Comparte el doctor Teo Cabanes la preocupación «por el fácil acceso a estos productos en lugares como los gimnasios o a través de Internet», sustentado en buena medida por ser sustancias que ofrecen «efectos inmediatos» a la hora de mejorar el rendimiento o el aspecto físicos. «El mercado negro es el gran foco de peligro, porque no hay control. No se sabe quién los fabrica, distribuye o vende, ni pasan control alguno... y al final, se juega con la salud de la gente», lamenta el veterano galeno, quien eleva las alertas ante la posibilidad «de que lleguen al alcance de menores», que dice «debe controlarse y mucho por ser un mercado potencialmente alto y atractivo para quienes venden estos productos sin control sanitario alguno».

Cabanes tiene constancia de casos de personas que han consumido estas sustancias y, posteriormente, han sufrido problemas renales o hepáticos, «que pueden ser algunas de sus secuelas», añadiendo que pueden notarse con más fuerza «una vez que se abandona la ingesta regular». De hecho, es contundente al asegurar que «un consumo abusivo e incontrolado crea adicción y puede ser peligroso y agresivo para la salud».

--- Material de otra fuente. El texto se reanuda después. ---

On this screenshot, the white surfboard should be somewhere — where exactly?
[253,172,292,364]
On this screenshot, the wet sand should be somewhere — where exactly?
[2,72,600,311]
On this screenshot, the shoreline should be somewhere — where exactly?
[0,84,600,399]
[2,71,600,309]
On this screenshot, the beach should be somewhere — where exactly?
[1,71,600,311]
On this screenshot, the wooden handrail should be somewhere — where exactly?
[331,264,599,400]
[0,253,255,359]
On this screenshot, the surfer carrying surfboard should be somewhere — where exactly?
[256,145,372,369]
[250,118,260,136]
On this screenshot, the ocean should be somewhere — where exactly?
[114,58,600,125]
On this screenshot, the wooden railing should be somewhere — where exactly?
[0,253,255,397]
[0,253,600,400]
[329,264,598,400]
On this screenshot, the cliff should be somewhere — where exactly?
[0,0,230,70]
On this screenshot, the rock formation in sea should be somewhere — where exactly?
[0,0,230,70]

Disfunción eréctil, afecciones cardiacas, renales o hepáticas, alteraciones del metabolismo e incluso cáncer son algunas de las consecuencias para el cuerpo humano que una ingesta incontrolada y no reglada de anabolizantes puede provocar. «El precio por obtener un resultado o una mejoría física o estética es muy alto, creo...», asegura Teo Cabanes, una autoridad en materia de medicina deportiva que pone en cuestión unas sustancias «que hace años estaban más de moda, pero ahora han sido muy marcadas por las autoridades a nivel de competición».